A case for fairness-enforcing irrational behavior — LessWrong

x

A case for fairness-enforcing irrational behavior — LessWrong

There's a long-standing and possibly unsolvable puzzle about how AIs should behave in game-theoretic situations with each other. The simplest example is the Ultimatum Game, where player A proposes how a dollar should be split between A and B, and B either accepts or rejects. In case of rejection both A and B get nothing. There are many Nash equilibria, one for each possible split, making the game indeterminate.

You can put all kinds of complexities on top of the game, like making A and B computer programs that can make conclusions about each other, but the essential nature of indeterminacy remains: the players have to pick a point on the Pareto frontier, their interests being directly opposed, making it a tug-of-war. The game is so simple that any complicated analysis seems almost hopeless.

However, when people play this game in reality, it seems that they bring in other considerations, not just choose what's best for them. The person being offered 20% of the pot will often reject. The reason for such behavior seems to come from a notion of fairness.
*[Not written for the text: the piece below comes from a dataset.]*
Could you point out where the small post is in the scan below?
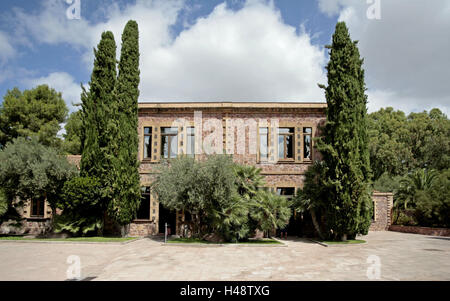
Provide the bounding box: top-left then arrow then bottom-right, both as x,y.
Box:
164,223 -> 167,243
This points the way to how AIs could solve the puzzle as well. Imagine you're an AI forced to play some complicated ultimatum-type game with another AI. Then you could ignore the strategic picture of the game entirely, and focus only on what outcome seems "fair", in the sense that you and the other player get about equal amount of whuffies (however understood). And if the other player offers you an unfair deal, you could "flip the table" and make them get nothing, even at cost to you. As long as the "flip the table" option is available to you, this seems a viable approach.

Maybe this is a very simple idea, but it flips my understanding of game-theoretic situations on its head. Until today I thought that the game matrix, what actions are available to players, was the important part. And things like each player's utility scaling were merely afterthoughts. But under the "fairness" view, the figure and the ground invert. Now we care only about comparing the players' utilities, making sure everyone gets roughly equal amount of whuffies. The particular strategic details of each game matter less: as long as each player has access to a "flip the table" strategy, and is willing to use that strategy irrationally when the outcome seems unfair, that's enough.

Of course this can fail if the two players have incompatible views on fairness. For example, if player A thinks "taller people should get more food" and player B thinks "heavier people should get more food", and A is taller but B is heavier, the result is a food fight. So the focus switches even deeper: we no longer think about rational behavior in games, nor about fairness according to players, but about the processes that give rise to notions of fairness in players, and how to make these processes give compatible results.

What would that mean for negotiation between AIs in practice? Let's say a human-built AI travelling between the stars meets an alien AI, and they end up in an ultimatum-type situation regarding the fate of the entire universe. And further, imagine that the alien AI has the upper hand. But the human AI can still be coded to act like this:

Does the situation contain another agent getting whuffies from it?
Is the other agent acting as to give unfairly high whuffies to itself and unfairly low whuffies to me?
Do I have access to a "flip the table" action, denying whuffies to the other agent even at cost to myself?
If yes, take it!

Note that this is technically irrational. If the alien AI came with a precommitment of its own saying "demand all whuffies no matter what", the rational thing would be for us to accept, yet we still reject. I think however that this approach has a nice quality to it: it cuts short the arms race. We could have everyone in the universe spending time to make their AIs better at ultimatum tug-of-wars; or we could make an "irrational" AI that simply goes for fairness no matter what, then there's no incentive for others to build better strategies, and the outcome ends up alright for everyone.